I share your opinion : "we honestly don't know".

Moreover, due to the drammatic diversity of people in the world, I'm convinced that it is quite possible for more than a few CDers to quit CD completely, maybe much more than 1%.

For instance - even if it is no proof just an anecdote - I was once the founder and charismatic leader of a scientific group, and after 15 years of total devotion to its cause, I decided to quit due to no other reason to get time to be able to do something different in my life.

Several members of the group could not believe I could ever quit for life a lifelong interest since I was aged 10 (hence initiated long before I created the group). They are still convinced I will come back one day or another, and they still consider me a sleeping member although I was very clear with them I was sure of no come back. For them it is just impossible someone to quit after having demonstrated such a whole dedication from being a teenager.
I quitted more than 20 years ago. Before my decision, it was another time, another way of thinking, another step in my life. I just think differently now, with other things in mind.
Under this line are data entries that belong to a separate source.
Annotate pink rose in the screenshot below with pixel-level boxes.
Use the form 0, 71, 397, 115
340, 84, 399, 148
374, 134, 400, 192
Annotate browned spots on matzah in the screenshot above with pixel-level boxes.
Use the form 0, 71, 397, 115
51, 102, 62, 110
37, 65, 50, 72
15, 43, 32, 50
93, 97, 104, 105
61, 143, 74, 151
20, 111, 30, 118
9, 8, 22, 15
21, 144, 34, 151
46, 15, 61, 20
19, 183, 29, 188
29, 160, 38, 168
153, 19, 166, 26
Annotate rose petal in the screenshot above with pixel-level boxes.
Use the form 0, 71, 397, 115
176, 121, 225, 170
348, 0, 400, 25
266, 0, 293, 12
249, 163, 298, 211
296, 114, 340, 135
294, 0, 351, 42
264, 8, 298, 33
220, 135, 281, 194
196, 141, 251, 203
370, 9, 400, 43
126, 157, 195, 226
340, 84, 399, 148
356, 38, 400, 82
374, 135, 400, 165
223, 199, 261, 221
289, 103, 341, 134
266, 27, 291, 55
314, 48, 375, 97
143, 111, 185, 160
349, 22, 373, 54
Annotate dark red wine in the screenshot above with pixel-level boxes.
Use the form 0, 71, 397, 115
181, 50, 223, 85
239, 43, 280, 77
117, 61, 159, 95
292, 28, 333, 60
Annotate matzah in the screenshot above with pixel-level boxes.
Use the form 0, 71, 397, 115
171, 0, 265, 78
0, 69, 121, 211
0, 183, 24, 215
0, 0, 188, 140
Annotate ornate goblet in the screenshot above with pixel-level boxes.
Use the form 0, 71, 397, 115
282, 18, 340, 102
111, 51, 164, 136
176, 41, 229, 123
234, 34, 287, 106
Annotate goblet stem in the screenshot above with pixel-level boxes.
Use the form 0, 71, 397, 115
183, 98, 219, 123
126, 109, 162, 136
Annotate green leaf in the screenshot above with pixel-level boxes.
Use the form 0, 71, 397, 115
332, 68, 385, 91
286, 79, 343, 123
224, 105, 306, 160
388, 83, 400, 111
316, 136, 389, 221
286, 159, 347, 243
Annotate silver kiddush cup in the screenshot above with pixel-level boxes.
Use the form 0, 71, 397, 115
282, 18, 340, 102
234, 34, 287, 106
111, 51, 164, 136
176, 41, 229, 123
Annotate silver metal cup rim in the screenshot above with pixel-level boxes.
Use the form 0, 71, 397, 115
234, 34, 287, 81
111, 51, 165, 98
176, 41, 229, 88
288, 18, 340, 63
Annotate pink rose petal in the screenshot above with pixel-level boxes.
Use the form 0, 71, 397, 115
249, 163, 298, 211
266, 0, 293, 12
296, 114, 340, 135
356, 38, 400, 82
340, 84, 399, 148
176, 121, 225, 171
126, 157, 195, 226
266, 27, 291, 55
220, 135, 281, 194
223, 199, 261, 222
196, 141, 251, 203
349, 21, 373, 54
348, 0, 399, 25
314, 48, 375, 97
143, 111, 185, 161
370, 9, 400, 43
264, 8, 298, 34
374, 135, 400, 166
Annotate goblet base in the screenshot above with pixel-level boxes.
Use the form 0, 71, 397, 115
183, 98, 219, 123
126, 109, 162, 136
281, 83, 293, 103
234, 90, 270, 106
Due to the variety of CDing and CDers, I'm convinced it is possible for some people to quit CDing . Maybe it's more common that the conventional wisdom tells us.
High motivation can make people do things that appeared once impossible .

Hugs

Nadia

Karen Francis
04-09-2008, 12:07 AM
This idea of denying yourself the emotional satisfaction received from cross dressing as some sort of "goal" to be admired puzzles me.

Putting ones lifes priorities in order, and placing Cding in the right order for one's own comfort level seems to be the goal that should be admired.

When you make those choices, you have to be brutally honest with yourself or you are bound to failure. Some folks here need to feel some level of pain/guilt/denial. I just don't need any of them.